I was reading a local message board online. I do this to help me understand the goings on in my community. However sometimes this really is a bad thing. I end up feeling less social because i see such unkindness out in the word. A lady was posting how she felt the christmas season had ended and the hate had returned. I think i agree with her as her posts comments made me feel the hate. She posted that her son was trying to help someone and accidentally bumped into someone else. The person he bumped into responded “Don’t Touch Me!” Okay, in his place, if a stranger bumped into me, my first response would have been the same. It’s hard to tell what kind of life that man has lived, so no way of knowing if there are legitimate reasons for his reaction or not.

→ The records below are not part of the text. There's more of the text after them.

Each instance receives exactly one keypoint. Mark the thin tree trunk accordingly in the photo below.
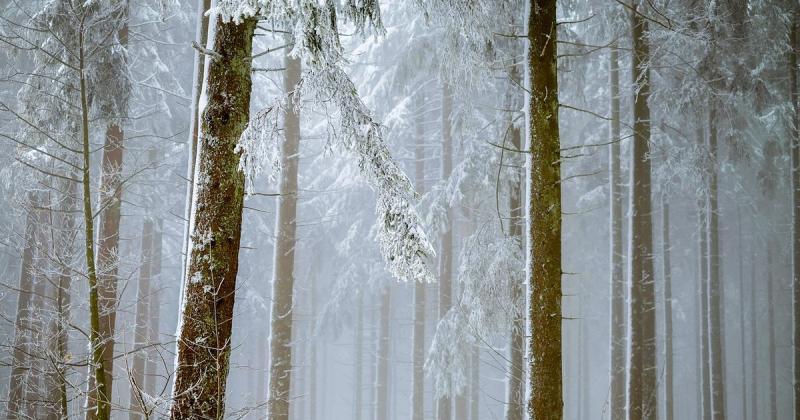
(152, 376)
(198, 75)
(795, 185)
(140, 337)
(281, 316)
(544, 260)
(204, 341)
(444, 404)
(108, 240)
(642, 386)
(773, 382)
(382, 360)
(418, 346)
(618, 343)
(358, 364)
(20, 363)
(716, 335)
(667, 270)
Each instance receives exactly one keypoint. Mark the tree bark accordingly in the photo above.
(281, 310)
(667, 272)
(618, 341)
(642, 386)
(544, 260)
(418, 345)
(382, 360)
(137, 407)
(20, 360)
(152, 376)
(444, 404)
(208, 296)
(716, 335)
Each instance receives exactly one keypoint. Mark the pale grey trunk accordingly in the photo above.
(138, 406)
(281, 312)
(382, 361)
(444, 404)
(618, 335)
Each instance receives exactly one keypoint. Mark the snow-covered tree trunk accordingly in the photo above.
(281, 310)
(108, 240)
(198, 74)
(772, 393)
(716, 333)
(444, 404)
(418, 337)
(544, 206)
(20, 360)
(642, 384)
(382, 355)
(795, 186)
(667, 273)
(705, 369)
(136, 372)
(618, 339)
(515, 392)
(152, 371)
(204, 341)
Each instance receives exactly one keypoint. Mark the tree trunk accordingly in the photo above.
(642, 386)
(136, 371)
(795, 185)
(773, 382)
(152, 376)
(618, 342)
(418, 345)
(544, 260)
(358, 365)
(716, 335)
(667, 272)
(20, 363)
(382, 361)
(198, 73)
(108, 241)
(208, 293)
(281, 311)
(444, 404)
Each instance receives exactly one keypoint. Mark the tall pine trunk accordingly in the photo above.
(418, 345)
(204, 341)
(136, 372)
(716, 334)
(544, 260)
(281, 310)
(108, 239)
(642, 386)
(382, 359)
(618, 342)
(444, 404)
(667, 272)
(20, 361)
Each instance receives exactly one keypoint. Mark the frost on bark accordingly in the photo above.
(544, 259)
(418, 346)
(136, 370)
(281, 310)
(208, 294)
(444, 403)
(618, 342)
(642, 386)
(17, 400)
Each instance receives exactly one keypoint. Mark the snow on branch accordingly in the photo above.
(403, 243)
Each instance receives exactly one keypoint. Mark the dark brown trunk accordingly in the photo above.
(545, 357)
(204, 341)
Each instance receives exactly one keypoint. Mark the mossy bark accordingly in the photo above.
(545, 353)
(204, 342)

Normally I would not have done more than shake my head at such a story. An outraged mother thinking her son had been rudely treated. I can see why she was so mean about the encounter. However, there was fifteen responses. All were horrible. People calling him names, and there was even one wishing harm on this poor unfortunate. I was floored. After all, in his place i would have done the same. Not because i was rude…Because with my anxieties and all that i have been through, I don’t handle strangers touching me well. I struggle to react normally when i am in a hugely filled public place…But there are days where it is unavoidable.
Is there no compassion in the world anymore? Could the woman not have merely been proud that she had taught her son to show kindness? Did it not occur to any of the fifteen people who responded that perhaps it was not rudeness, merely an automatic response born of any number of possible reasons? These questions arise and make me sorry for humanity. It feels as if we are losing the kindness and becoming something nasty and cruel. I don’t care if it makes me weird. I refuse to assume the worst of people. I just wish it was a more common trait.